Wer braucht so etwas? Eigentlich niemand, aber:

  • die Idee ist ganz nett und wabert gerade massiv, aber wirklich massiv, durch die Blogosphäre (und selbst wenn es das vorher irgendwo gegeben haben sollte, war dessen Urheber unfähig, einen entsprechenden Hype zu veranstalten)

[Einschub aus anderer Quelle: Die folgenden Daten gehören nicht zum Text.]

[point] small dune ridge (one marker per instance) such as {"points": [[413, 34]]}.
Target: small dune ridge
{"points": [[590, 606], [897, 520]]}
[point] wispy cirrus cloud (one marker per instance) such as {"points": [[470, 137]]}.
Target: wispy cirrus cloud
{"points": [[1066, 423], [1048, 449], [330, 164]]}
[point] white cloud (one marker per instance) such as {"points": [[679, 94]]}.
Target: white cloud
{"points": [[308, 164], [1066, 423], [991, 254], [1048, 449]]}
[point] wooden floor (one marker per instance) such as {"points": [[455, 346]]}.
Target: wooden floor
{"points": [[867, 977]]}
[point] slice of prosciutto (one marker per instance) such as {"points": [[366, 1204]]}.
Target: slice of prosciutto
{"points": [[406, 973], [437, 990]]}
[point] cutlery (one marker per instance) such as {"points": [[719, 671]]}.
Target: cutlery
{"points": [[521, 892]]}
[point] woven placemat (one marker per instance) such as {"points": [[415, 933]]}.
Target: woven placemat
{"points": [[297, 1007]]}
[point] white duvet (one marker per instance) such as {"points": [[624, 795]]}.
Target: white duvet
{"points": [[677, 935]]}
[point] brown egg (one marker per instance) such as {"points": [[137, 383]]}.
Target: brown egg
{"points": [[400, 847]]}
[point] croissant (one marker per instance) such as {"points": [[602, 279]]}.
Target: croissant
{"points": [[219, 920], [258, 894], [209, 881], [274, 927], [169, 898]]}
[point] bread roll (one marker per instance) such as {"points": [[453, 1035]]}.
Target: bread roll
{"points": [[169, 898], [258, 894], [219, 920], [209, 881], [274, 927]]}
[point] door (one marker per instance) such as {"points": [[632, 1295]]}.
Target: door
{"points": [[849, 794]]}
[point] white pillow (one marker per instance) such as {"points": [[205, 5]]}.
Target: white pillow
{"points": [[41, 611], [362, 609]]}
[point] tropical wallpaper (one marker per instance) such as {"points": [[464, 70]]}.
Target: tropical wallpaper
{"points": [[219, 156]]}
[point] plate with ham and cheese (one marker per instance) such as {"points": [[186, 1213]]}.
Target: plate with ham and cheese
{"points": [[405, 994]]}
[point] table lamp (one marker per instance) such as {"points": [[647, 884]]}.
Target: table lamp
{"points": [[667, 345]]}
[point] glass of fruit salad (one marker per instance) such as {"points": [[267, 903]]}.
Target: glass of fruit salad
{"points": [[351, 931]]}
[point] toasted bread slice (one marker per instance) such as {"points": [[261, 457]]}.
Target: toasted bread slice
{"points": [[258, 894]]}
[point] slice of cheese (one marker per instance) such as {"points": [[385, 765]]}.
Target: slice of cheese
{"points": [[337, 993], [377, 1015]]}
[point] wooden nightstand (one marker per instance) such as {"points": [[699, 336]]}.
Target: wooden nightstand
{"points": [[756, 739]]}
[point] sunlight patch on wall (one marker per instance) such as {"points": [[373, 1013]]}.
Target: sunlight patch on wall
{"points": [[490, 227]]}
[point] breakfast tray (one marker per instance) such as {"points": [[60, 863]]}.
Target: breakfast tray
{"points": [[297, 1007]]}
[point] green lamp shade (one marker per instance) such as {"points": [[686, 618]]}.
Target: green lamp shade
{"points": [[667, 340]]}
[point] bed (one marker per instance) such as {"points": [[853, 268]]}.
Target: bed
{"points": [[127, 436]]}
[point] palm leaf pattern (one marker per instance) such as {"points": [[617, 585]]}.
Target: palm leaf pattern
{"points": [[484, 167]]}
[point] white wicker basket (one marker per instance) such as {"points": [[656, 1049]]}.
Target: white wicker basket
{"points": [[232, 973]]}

  • die Kombination an Medien (Handy, IM, Web, RSS) ist ganz reizvoll
  • wir warten auf den ersten deutschen Politiker, der Twitter in einem Wahlkampf o.ä. benutzt.
  • der Schwall an Nichtigkeiten und abwegigem Humor (“habe gerade den Hund der Nachbarin vergiftet!”) wird die Aufmerksamkeitsökonomie – öffentlich wie privat – früher oder später wieder ablenken.
  • es ist ein Spielzeug. Nicht mehr, nicht weniger. Auch große Jungen lassen ihre Spielsachen nach ein paar Tagen wieder links liegen.
  • Der Hype wird sicher noch eine Reihe an Tools und Ideen hervorbringen – da könnte etwas dabei sein, was Twitter eine etwas längere Halbwertszeit bescheren könnte.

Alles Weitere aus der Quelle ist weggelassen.